India, which aims to become net-zero by 2070, plans to produce 500 gigawatts of non-fossil fuel capacity by 2030.
The country, Asia's third-largest economy, also plans to produce 5 million tonnes of green hydrogen annually by 2030, with the potential to reach 10 million tonnes as export markets grow.
“Last year, despite an ongoing war, fears of recession and a world still recovering from Covid, annual global investment in clean energy exceeded $1 trillion for the first time,” said Dr Al Jaber.
Calling India’s renewable energy targets “very achievable”, he said the UAE was keen to partner with the country to advance clean energy.
“We have spent the last two decades diversifying our energy portfolio and we need everyone on this journey with us, so that together we can triple global renewable energy capacity over the next seven years.”
Investment in renewable energy needs to double to more than $4 trillion by the end of the decade to meet net-zero emissions targets by 2050, the International Energy Agency said in its World Energy Outlook last year.
The IEA’s stated policies scenario (Steps), which is based on the latest policy settings worldwide, expects clean energy investment to rise to slightly more than $2 trillion by 2030.
Dr Al Jaber also said that clean energy policies should take into consideration the needs of people in the Global South, which includes Latin America, Asia, Africa and Oceania.
“We must empower the Global South, where almost 800 million people have no electricity, in an inclusive energy transition,” said Dr Al Jaber.
“And we need to move from talking about goals, to getting the job done.”
He also highlighted the complexity of the energy transition as a “system-wide rewiring” of global economies and noted that despite the “impressive” growth of wind and solar power, renewable energy by itself would not be sufficient.
“Without a breakthrough in battery storage, we must invest heavily in carbon capture, nuclear power and the hydrogen value chain.
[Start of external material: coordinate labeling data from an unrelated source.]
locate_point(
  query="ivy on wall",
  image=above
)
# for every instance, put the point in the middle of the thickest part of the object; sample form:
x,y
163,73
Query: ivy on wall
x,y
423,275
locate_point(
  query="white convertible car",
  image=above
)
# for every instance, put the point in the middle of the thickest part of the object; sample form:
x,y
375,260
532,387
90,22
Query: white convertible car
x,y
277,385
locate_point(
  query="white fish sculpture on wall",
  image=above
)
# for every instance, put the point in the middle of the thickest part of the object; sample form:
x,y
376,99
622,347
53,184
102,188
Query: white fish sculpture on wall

But spending on these fundamental enablers of decarbonisation are less than 5 per cent of what is spent on renewables.”
The UAE is set to host the next UN Cop28 climate summit, which will start at the end of November.
The meeting of heads of state, finance and business leaders, and members of civil society, will take stock of what has been achieved since the Paris Agreement of 2015.
The UAE, Opec’s third-largest oil producer, is pursuing goals to reduce its carbon footprint and last year, became the first country in the Middle East to set a net-zero target, which it aims to achieve by 2050.
The Emirates plans to invest $160 billion in clean and renewable energy sources over the next three decades.
It is building the Mohammed bin Rashid Solar Park in Dubai with a five-gigawatt capacity. Abu Dhabi, which is developing a two-gigawatt solar plant in its Al Dhafra region, has set a target of 5.6 gigawatts of solar PV capacity by 2026.
“The task ahead is enormous. It represents the biggest shift in human development across every aspect of our lives, from the way we produce and use energy, to how we grow our food, conserve our water and preserve our natural ecosystems,” said Dr Al Jaber.
“The UAE Cop presidency is listening and ready to engage. Let us meet this challenge together. Let us turn it into the opportunity of our lifetimes. And let’s make transformational, inclusive and lasting progress.”